Current practical database compression techniques stress speed over compression:
- Vectorwise is using Super-scalar RAM-CPU cache compression which includes a carefully implemented dictionary coder.
- C-store—and presumably Vertica—is using similar compression techniques as well as simple run-length encoding of projection indexes.
- Oracle is compressing its bitmaps using Byte-aligned bitmap compression—a variation on run-length encoding.
- Wu et al.’s Fastbit as well as my very own Lemur Bitmap Index C++ Library use less aggressive compression techniques, for faster results. In fact, one my recent empirical results is that on a two-CPU dualcore machine, using 64-bit words instead of 32-bit words in word-aligned compression—which nearly halves the compression—can make the processing faster.

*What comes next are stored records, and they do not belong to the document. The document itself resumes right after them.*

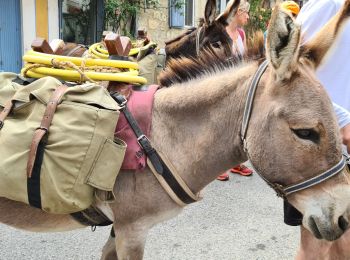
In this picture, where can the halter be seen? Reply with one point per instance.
(198, 35)
(282, 191)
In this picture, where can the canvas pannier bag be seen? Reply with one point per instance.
(76, 156)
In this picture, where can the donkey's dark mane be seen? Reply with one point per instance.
(183, 69)
(187, 32)
(186, 68)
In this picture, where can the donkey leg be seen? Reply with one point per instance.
(109, 251)
(130, 241)
(316, 249)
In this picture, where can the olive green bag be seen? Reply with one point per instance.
(76, 156)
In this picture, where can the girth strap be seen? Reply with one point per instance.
(157, 164)
(91, 216)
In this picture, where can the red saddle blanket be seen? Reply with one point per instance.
(140, 104)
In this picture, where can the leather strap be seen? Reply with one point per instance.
(173, 181)
(41, 131)
(5, 112)
(91, 216)
(141, 138)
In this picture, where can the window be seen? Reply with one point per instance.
(183, 15)
(81, 21)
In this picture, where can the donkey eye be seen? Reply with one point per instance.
(307, 134)
(216, 44)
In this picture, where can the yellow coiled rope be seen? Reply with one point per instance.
(80, 69)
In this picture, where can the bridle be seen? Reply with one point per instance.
(198, 36)
(282, 191)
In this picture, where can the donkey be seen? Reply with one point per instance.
(210, 33)
(189, 126)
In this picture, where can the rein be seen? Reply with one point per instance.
(282, 191)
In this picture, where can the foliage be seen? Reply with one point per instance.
(121, 14)
(258, 16)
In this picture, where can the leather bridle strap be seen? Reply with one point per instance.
(198, 35)
(282, 191)
(250, 98)
(315, 180)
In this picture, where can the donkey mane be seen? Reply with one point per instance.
(188, 31)
(183, 69)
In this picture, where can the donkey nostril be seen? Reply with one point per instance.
(343, 223)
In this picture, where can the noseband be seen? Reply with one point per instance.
(282, 191)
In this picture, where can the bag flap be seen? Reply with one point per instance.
(7, 87)
(91, 94)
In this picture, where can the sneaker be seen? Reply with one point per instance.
(223, 177)
(242, 170)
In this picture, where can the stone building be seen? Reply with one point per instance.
(167, 22)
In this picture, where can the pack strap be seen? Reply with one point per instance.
(5, 112)
(156, 163)
(37, 148)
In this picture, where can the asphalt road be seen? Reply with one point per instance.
(238, 219)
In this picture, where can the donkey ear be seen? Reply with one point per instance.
(283, 39)
(231, 9)
(210, 12)
(316, 49)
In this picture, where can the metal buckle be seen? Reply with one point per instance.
(124, 101)
(42, 128)
(142, 137)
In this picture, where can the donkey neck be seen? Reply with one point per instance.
(197, 124)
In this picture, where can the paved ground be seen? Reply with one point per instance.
(239, 219)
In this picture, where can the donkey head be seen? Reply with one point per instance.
(211, 34)
(300, 127)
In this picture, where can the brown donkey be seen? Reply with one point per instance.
(189, 125)
(210, 34)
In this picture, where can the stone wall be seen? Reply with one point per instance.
(156, 22)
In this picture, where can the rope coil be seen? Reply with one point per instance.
(80, 69)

- LucidDB similarly compresses its bitmap indexes with a simple variation on run-length encoding.
Given that we have more and more CPU cores—and generally more powerful CPUs—shouldn’t we compress the data more aggressively?
As the CPUs get more powerful, shouldn’t all database become I/O bound? That is, the main difficulty is to bring enough data into the CPUs?

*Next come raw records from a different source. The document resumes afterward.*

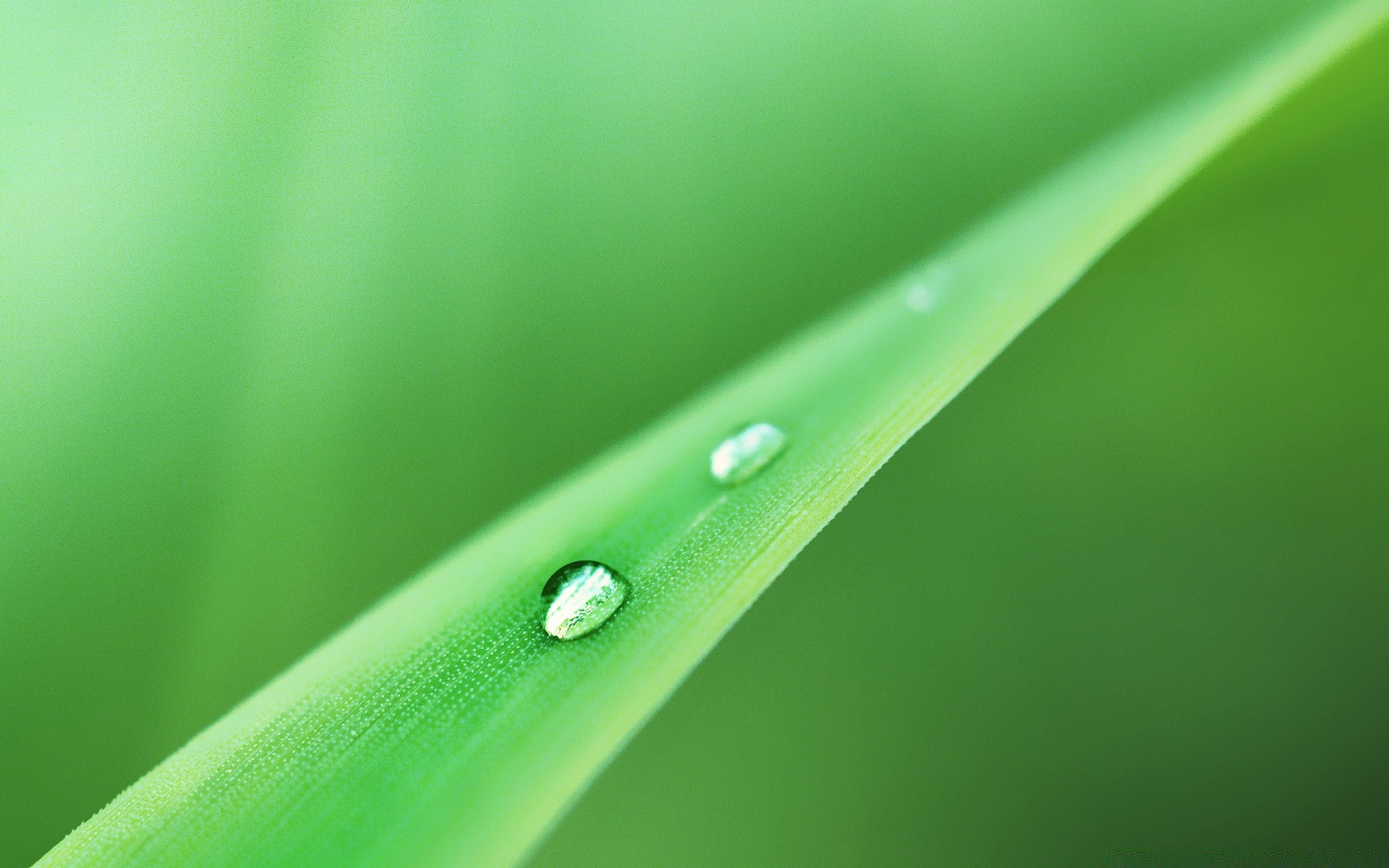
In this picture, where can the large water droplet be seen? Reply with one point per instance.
(582, 596)
(752, 449)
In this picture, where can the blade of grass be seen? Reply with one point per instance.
(446, 728)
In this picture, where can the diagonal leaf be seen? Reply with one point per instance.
(445, 727)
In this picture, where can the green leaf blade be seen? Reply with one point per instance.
(446, 727)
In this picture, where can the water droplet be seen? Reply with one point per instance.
(925, 294)
(739, 457)
(582, 596)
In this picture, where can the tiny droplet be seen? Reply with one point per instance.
(925, 294)
(581, 597)
(742, 456)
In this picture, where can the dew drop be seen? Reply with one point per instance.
(925, 294)
(581, 597)
(742, 456)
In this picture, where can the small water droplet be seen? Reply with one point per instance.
(582, 596)
(925, 294)
(739, 457)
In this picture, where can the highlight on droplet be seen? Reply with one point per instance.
(745, 454)
(581, 597)
(925, 294)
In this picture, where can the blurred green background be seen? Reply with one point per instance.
(294, 297)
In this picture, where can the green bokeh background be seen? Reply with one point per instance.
(294, 297)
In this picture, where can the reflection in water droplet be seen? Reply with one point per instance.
(739, 457)
(924, 295)
(582, 596)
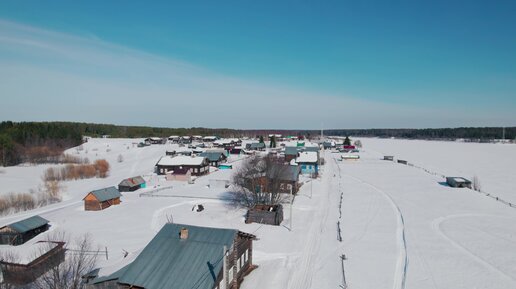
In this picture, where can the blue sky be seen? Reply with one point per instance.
(260, 64)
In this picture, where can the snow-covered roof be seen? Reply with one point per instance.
(307, 157)
(181, 161)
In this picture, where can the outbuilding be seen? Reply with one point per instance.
(101, 199)
(131, 184)
(458, 182)
(22, 231)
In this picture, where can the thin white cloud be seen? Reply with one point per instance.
(47, 75)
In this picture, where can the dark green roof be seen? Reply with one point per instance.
(291, 151)
(28, 224)
(213, 156)
(169, 262)
(106, 194)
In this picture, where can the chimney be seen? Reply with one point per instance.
(183, 234)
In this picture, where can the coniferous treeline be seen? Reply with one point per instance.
(37, 141)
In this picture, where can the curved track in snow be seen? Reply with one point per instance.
(400, 275)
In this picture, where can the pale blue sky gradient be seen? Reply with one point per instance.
(260, 64)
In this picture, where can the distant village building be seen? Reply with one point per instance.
(265, 214)
(185, 256)
(154, 140)
(182, 165)
(458, 182)
(257, 146)
(20, 232)
(101, 199)
(48, 254)
(309, 163)
(131, 184)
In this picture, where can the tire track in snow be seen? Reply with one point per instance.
(400, 275)
(436, 226)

- As we have more CPU cores, we also have more bandwidth to bring data to the the cores. Otherwise, CPU cores would be constantly data-starved in most multimedia and business applications.
- Multicore CPUs are not the only game in town: RAM and storage have also been revolutionized. In 2009, it is not unpractical to run entirely database applications from RAM. After all, many business databases fit in 16 GB for RAM. And even when we do not have enough RAM, we have SSDs.
- Lightweight compression techniques often favor vectorization which is also getting more and more important and powerful.
Hence, for most database applications fast decompression remains preferable to aggressive compression.